PREGNANT WOMAN GETS JOB. NEWS??
There is never a right time to have a baby but what bad timing to be offered your dream job in the last trimester.
No wonder new Yahoo CEO Marissa Mayer (left), six moths pregnant with her first baby, has arranged to take two whole weeks of maternity leave.
Blink and one of the world’s leading tech companies won’t miss her. That’s what she’s hoping anyway.
I hope we laugh one day about how this made headlines around the world: Pregnant Woman Gets Job.
Yahoo was praised for its progressiveness in taking such a bold leap. Mayer herself called it “evolved thinking” that her new bosses took her on in her state.
A step up from the days when pregnant women had to lie about it, sure, but evolved?
Pregnancy is a temporary condition and, despite outdated and disproven opinion, one that doesn’t impact one iota on a woman’s brain capacity or her ability to get to work on time.
It’s the baby that is here to stay and only when employers and governments start recognising that, facilitating mums to hang with their newborns until they are good and ready to come back to work, should they be applauded. For me that was nine months.
Jacinta with her two boys Jasper, two and a half, left, and Otis, one.
With my first baby, I naively requested six months maternity leave, a hodge podge of paid leave, holiday leave, and cracking my fixed-term deposit, knowing I could adjust the time accordingly once I knew what I was in for.
What I was in for was a love affair that knocked me for six, so grateful that I didn’t have anywhere to be except at home with him.
I needed to be there to breast feed, settle, recover from my emergency caesar and get around in my PJs in a sleep-deprived, unwashed hair haze. But I also wanted to be there.
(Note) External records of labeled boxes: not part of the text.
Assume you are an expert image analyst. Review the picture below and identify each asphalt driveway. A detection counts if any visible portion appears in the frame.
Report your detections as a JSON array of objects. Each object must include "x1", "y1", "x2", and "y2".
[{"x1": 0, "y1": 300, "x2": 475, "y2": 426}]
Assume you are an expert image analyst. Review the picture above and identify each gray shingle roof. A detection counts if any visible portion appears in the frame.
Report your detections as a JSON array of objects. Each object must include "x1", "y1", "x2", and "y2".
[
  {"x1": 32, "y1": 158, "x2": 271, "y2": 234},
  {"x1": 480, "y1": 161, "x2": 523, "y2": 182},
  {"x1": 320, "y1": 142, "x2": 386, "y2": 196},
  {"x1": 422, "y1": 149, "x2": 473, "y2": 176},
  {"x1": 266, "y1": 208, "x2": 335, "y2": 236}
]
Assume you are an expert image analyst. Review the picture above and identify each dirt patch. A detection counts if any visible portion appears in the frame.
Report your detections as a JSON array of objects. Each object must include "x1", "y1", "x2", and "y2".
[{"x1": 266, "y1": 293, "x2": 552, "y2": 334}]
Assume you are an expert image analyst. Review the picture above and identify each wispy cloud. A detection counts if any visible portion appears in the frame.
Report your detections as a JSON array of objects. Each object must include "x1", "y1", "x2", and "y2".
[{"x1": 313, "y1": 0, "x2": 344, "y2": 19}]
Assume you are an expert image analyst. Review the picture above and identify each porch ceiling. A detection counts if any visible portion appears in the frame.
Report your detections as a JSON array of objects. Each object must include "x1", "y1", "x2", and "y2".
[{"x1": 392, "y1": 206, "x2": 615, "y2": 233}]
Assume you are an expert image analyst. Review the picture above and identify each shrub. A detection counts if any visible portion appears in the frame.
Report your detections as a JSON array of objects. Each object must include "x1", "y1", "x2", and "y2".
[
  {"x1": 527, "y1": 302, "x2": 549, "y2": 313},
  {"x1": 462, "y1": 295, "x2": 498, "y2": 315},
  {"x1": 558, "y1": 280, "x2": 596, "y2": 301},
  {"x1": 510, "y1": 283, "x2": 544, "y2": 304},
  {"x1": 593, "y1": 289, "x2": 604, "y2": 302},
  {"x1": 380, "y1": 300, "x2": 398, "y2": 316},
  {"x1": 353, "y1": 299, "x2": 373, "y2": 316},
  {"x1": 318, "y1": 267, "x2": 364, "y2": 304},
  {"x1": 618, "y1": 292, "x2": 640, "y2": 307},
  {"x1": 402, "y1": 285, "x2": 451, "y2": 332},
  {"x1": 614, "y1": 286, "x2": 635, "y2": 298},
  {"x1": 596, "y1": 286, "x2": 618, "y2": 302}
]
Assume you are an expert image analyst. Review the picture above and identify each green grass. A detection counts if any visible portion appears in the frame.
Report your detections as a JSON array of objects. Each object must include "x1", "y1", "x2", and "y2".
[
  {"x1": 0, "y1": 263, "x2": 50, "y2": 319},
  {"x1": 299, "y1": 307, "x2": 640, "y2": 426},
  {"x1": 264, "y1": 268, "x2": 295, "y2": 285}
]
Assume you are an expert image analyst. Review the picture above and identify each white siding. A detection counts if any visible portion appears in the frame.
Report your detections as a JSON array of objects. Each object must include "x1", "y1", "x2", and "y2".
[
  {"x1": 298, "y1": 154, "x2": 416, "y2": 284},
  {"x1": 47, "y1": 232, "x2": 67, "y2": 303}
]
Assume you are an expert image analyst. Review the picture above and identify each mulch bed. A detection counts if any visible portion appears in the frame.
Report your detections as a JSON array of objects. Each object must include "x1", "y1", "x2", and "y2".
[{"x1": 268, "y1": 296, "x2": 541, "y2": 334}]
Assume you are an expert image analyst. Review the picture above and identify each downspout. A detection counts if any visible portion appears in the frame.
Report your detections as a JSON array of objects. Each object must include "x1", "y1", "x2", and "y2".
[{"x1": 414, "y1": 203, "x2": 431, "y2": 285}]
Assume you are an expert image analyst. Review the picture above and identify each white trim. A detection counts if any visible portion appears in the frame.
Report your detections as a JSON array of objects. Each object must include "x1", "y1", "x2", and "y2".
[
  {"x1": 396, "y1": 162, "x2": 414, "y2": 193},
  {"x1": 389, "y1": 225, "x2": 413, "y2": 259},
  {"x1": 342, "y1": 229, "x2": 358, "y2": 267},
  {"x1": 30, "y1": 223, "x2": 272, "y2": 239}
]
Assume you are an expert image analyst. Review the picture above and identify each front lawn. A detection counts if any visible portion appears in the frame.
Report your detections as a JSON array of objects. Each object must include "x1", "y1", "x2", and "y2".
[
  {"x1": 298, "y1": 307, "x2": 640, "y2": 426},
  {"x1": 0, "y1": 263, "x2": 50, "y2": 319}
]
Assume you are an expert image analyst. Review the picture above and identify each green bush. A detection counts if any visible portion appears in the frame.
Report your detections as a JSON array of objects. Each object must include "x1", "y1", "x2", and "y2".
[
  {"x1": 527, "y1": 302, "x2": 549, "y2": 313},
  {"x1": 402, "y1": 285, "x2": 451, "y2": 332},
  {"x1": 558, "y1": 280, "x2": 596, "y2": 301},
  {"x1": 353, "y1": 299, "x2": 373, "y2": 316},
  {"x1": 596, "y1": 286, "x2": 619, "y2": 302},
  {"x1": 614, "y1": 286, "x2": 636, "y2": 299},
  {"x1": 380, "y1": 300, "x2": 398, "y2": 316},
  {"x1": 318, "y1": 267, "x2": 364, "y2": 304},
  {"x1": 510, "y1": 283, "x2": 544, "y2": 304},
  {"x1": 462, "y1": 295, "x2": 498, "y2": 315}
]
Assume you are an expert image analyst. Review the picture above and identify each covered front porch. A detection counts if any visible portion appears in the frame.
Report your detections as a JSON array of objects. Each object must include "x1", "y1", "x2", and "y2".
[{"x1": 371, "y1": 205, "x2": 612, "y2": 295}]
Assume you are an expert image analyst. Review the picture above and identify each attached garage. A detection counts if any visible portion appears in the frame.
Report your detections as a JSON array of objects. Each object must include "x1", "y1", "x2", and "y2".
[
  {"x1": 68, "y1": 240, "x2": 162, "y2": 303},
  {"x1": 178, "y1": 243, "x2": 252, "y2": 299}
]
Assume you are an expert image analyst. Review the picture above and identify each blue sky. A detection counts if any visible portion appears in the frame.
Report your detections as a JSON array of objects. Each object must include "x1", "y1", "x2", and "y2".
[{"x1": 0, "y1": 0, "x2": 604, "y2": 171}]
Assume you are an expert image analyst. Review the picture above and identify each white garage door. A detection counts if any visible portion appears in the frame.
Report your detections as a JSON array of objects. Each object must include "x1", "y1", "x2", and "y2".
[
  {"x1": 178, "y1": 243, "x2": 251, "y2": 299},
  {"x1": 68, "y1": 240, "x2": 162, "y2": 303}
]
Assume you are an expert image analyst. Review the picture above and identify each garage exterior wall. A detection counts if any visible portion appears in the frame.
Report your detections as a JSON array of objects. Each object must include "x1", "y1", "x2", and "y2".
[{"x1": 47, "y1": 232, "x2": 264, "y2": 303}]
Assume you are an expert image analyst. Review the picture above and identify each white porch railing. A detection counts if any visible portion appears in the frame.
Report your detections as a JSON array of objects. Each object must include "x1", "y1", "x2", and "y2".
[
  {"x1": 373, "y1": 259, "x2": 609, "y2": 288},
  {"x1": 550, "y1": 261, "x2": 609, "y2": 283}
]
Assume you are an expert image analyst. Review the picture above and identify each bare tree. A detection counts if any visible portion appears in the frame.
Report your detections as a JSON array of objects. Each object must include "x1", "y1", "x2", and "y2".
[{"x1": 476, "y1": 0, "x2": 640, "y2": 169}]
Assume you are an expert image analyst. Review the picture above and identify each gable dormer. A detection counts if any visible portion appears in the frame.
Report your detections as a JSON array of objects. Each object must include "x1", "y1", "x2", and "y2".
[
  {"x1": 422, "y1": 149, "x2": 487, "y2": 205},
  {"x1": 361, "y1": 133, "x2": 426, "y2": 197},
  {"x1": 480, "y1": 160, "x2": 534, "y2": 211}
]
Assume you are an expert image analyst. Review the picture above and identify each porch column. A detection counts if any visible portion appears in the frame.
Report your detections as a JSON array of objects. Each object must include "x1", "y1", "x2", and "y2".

Nothing could have prepared me for the overwhelming biological pull to be anywhere else but there.
To lie in the backyard tracing his toes. To sit up most of the night, just the two of us, when he wouldn’t sleep for love nor money. So I stretched it out a little longer. With my second baby I put eight months on the form, then rounded up to nine.
I was lucky to be able to do that, to linger on my maternity leave and not have to think about the outside world for a bit.
How much time to take off work with a new baby is dressed up as personal choice but it so rarely is. For a huge majority of women it’s financial. Paid maternity leave is a new phenomenon in this country and even then it’s paltry: minimum wage for 18 weeks.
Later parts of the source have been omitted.